NLBSE-25: Code Comment Classification with Data Augmentation and Transformer-Based Models

Welcome to the repository for "Code Comment Classification with Data Augmentation and Transformer-Based Models", submitted as a solution for the NLBSE'25 Code Comment Classification Tool Competition. This repository hosts all relevant scripts, datasets, and model configurations used in the project.

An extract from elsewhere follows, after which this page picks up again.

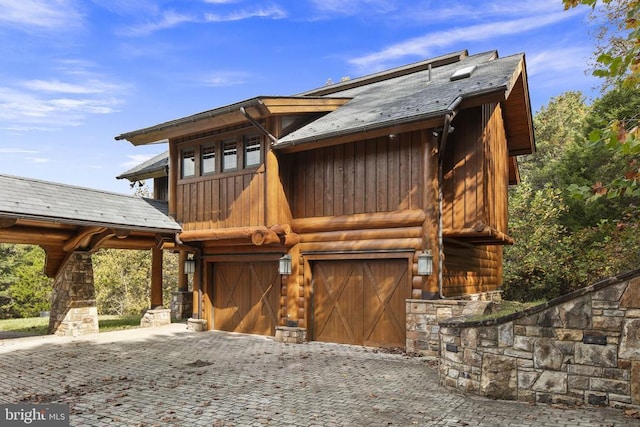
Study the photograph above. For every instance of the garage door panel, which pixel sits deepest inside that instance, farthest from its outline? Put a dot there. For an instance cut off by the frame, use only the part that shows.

Find the full paper in here: Code comment classification

Abstract

Code comment classification is vital for software comprehension and maintenance. This repository demonstrates a multi-step solution that achieves a 6.7% accuracy improvement over baseline models by combining synthetic dataset generation and fine-tuned transformer-based models.

Key Points:

Translation-retranslation for linguistic diversity in data augmentation.
Transformer architectures (BERT, RoBERTa, CodeBERT, DistilBERT) for multi-label classification.
Tailored frameworks for Java, Python, and Pharo databases.

Repository Structure

.
├── Dataset Generation/     # Scripts for data augmentation (translation-retranslation pipelines).
├── Datasets/               # Original, augmented, and filtered datasets.
├── HyperParameter tuning Python/ # Optuna-based hyperparameter optimization scripts run with python dataset to select the best model.
├── Model-Saving/           # Fine-tuned transformer models saved to huggingface.
├── roBERTa-large-hyperparameter-java-pharo/ # Scripts for RoBERTa tuning on specific languages.
└── prediction.ipynb       # Results, evaluation metrics.

Note

All notebooks and scripts in this repository were executed in the Kaggle environment using Kaggle T4 * 2 GPUs . If you plan to run the notebooks in Kaggle, the platform provides an ideal environment with pre-installed dependencies and powerful GPUs, requiring minimal setup. prediction.ipynb was run in google colab. You can also run all the training and fine-tuning notebooks in google colab.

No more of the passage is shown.